Keputusan pemerintah untuk membatalkan kenaikan besaran Uang Kuliah Tunggal (UKT) yang diatur dalam Peraturan Menteri Pendidikan, Kebudayaan, Riset, dan Teknologi (Mendikbudristek) Nomor 2 Tahun 2024 telah menjadi sorotan publik.
Pembatalan ini menuai kritik dari Jaringan Pemantau Pendidikan Indonesia (JPPI). Menurut Ubaid Matraji, koordinator JPPI, langkah ini tidak menyelesaikan akar masalah yang dihadapi oleh pendidikan tinggi di Indonesia.
JPPI menilai bahwa pembatalan ini hanya sementara dan tidak disertai dengan pencabutan Permendikbudristek No. 2 Tahun 2024 serta tidak ada komitmen untuk mengembalikan status Perguruan Tinggi Negeri Berbadan Hukum (PTN-BH) menjadi Perguruan Tinggi Negeri (PTN) .
Keputusan pemerintah membatalkan kenaikan uang kuliah tunggal atau UKT tahun ini belum sepenuhnya melegakan dunia pendidikan tinggi. Sebab, beragam aturan terkait Perguruan Tinggi Negeri Berbadan Hukum atau PTN BH belum dicabut yang memungkinkan polemik berulang dan tarif UKT bisa kembali naik di tahun 2025.
Pendidikan Kebutuhan Primer, Bukan Tersier
Kapitalisasi pendidikan makin terlihat di dalam rencana kenaikan UKT. Pemerintah makin lepas tangan dalam menyelenggarakan pembiayaan pendidikan warganya. Ini terlihat dari kecilnya anggaran pendidikan yang hanya 20 persen dari APBN. Dana itu masih harus didistribusikan ke banyak pos pendidikan.

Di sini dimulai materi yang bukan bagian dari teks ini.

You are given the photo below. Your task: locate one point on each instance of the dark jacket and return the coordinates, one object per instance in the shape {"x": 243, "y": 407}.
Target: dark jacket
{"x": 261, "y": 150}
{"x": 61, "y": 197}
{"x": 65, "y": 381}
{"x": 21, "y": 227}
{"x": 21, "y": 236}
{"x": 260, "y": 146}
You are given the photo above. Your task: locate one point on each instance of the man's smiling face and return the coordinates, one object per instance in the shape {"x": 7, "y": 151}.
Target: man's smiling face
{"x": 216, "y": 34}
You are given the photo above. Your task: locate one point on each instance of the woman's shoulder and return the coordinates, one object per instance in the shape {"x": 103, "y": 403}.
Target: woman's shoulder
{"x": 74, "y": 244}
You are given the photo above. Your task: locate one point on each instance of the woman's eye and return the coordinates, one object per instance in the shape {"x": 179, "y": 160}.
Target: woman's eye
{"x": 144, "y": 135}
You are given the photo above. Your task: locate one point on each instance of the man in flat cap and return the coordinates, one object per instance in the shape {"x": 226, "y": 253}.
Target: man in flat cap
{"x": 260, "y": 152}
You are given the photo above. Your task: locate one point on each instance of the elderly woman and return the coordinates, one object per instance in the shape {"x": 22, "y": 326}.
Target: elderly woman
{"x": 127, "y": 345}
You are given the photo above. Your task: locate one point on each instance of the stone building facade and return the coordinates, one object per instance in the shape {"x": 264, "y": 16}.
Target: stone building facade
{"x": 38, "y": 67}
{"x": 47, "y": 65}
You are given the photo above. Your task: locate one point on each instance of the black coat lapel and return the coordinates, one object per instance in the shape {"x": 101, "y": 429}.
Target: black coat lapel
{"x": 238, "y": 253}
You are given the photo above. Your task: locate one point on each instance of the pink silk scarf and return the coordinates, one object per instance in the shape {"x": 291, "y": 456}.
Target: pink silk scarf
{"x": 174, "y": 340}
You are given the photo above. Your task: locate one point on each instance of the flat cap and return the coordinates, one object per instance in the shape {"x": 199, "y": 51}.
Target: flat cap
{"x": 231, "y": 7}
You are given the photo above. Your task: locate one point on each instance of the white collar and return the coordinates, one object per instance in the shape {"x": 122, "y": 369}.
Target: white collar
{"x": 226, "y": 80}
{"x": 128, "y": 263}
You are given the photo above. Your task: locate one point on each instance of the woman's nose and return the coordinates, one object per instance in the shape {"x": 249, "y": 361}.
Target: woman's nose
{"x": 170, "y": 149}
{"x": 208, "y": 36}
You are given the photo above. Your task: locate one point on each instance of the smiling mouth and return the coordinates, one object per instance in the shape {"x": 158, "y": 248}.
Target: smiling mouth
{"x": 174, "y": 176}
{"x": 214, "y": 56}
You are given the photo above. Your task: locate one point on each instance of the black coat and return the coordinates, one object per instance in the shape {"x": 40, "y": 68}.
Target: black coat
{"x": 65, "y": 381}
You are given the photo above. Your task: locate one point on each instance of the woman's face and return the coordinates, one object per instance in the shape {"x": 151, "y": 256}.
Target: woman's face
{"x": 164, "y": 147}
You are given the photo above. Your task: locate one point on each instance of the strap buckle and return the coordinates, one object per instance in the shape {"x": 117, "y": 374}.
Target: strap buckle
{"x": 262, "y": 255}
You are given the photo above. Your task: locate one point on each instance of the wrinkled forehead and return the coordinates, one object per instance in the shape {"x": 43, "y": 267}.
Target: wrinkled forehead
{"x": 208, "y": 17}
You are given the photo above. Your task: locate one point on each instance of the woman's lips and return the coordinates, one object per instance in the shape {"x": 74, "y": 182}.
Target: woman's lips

Pendidikan tinggi nantinya hanya dapat dijangkau oleh keluarga dengan taraf ekonomi menengah ke atas. Sementara anak-anak dari keluarga menengah ke bawah hanya bisa pasrah, walaupun mereka punya keinginan kuat untuk menuntut ilmu dan cita-cita yang tinggi. Ini juga jelas merupakan kezaliman karena telah merampas hak banyak rakyat Indonesia untuk bisa mengenyam pendidikan di PTN.
Dampaknya, hal ini akan mengancam kualitas sumber daya manusia (SDM) sehingga sulit bersaing di pentas global. Untuk itu, polemik UKT ini harus dihentikan, bahkan sistem liberal yang telah melahirkannya juga harus diganti dengan sistem sahih, yakni sistem Islam.
Islam Menjamin Pendidikan Warga
Cara pandang kapitalistik sungguh berbeda dengan pandangan dan pengaturan syariat Islam terhadap penyelenggaraan dan pembiayaan pendidikan. Hal ini berawal dari sabda Rasulullah saw., “Menuntut ilmu itu wajib atas setiap muslim.” (HR Ibnu Majah).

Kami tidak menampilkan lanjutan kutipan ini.